Being a student teacher is overwhelming, I remember. I had a student teacher the first half of last year who showed great courage, innovation and was open to all I had to share.  He had a lot of enthusiasm, energy, a positive attitude, and, well...youth.  He has an MFA in painting, but of course, he had to come up with digital lessons for me.  With very little experience with photography, he came up with a lesson that was very successful.  [Note: Our dedicated classroom server crashed last year and the images are now lost in the great ether of memory. Some students were actually listening to me and backing up their work, but until I track them down or do this again, there is no example at this time.]

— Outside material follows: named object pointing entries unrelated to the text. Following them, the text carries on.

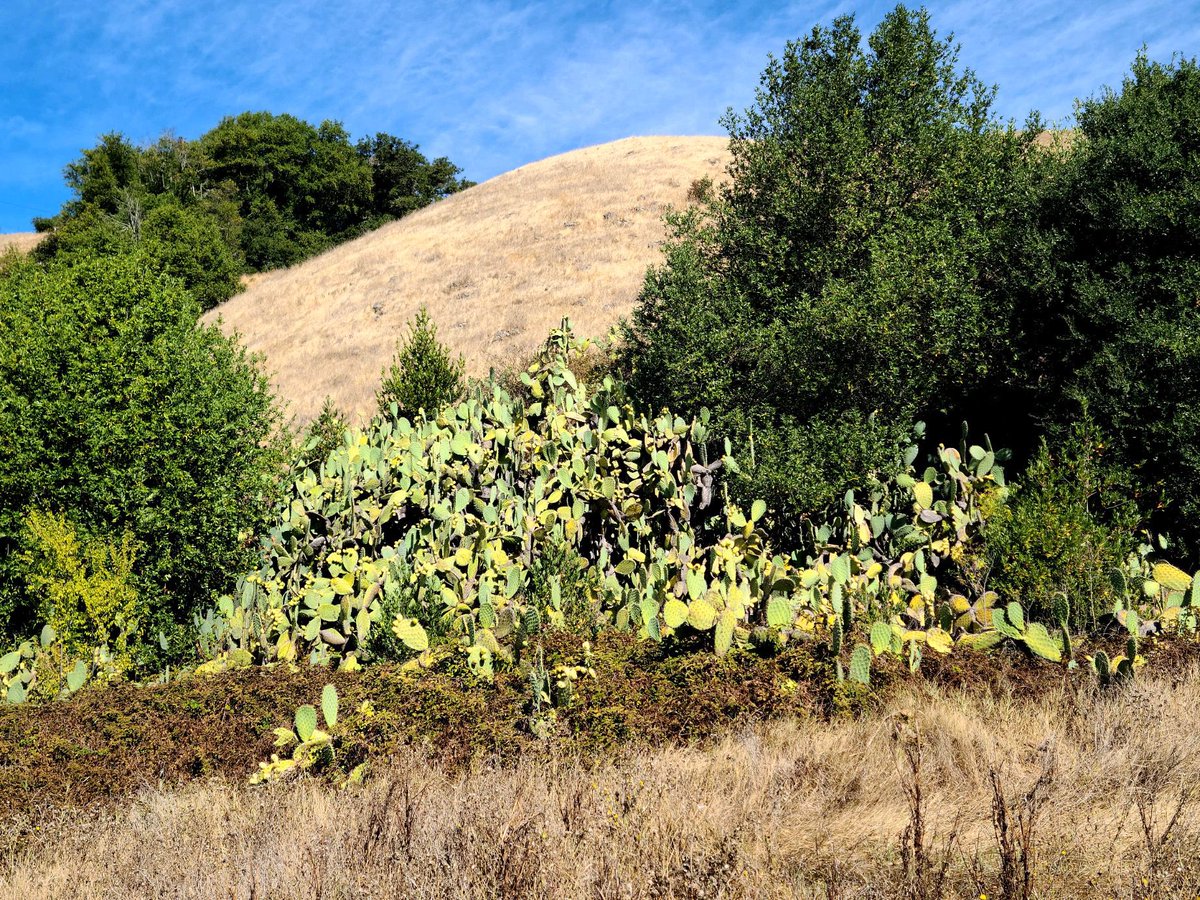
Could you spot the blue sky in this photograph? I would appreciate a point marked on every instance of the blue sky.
(490, 84)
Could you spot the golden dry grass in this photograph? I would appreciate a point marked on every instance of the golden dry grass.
(22, 241)
(497, 265)
(797, 809)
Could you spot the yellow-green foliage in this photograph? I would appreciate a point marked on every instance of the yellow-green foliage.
(84, 585)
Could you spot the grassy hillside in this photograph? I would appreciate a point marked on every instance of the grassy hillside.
(498, 265)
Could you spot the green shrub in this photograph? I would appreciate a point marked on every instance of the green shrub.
(115, 406)
(850, 277)
(423, 376)
(323, 435)
(83, 585)
(1068, 523)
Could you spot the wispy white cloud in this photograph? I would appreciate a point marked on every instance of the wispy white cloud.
(490, 83)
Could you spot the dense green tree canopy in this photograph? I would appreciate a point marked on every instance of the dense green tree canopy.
(118, 409)
(271, 189)
(1115, 329)
(850, 279)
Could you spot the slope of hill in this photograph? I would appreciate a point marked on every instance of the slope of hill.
(23, 241)
(497, 265)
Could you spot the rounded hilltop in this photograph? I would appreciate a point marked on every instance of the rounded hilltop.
(497, 267)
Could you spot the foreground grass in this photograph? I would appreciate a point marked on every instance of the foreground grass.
(797, 808)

One of the challenges of teaching is how to add enough surprises and variety to keep the students motivated and excited, while at the same time not creating anxiety with too much to think about, and my student teacher pondered all those.

He came up with the idea of taking the students away from the computers for a little bit to make large white origami paper cranes out of the large 80# drawing paper. Origami paper cranes, the little exercise that seems to have a meaningful connection to humans, the subjects of great children's books and legends, still a subject of contemporary art.  The students got to practice their listening skills, because if you don't pay attention, the crane doesn't turn out right. And they laughed and got to know each other a lot more than just sitting at their computers.  

These paper cranes were now the subjects of their next black and white photo assignment that was simple and elegant: The paper crane must be in one of the rule of thirds power points or grid lines. You must have conscious and interesting lighting effects and shadows, with one being strong sunlight, one being soft, diffused sunlight,  and one being artificial lighting .  (Large white paper cranes make good subjects for demonstrating lighting.) And you must use interesting angles of view. 

I think giving them all a predetermined subject that was portable and cooperative created great innovation and enthusiasm and every student was successful.  This lesson idea is a keeper.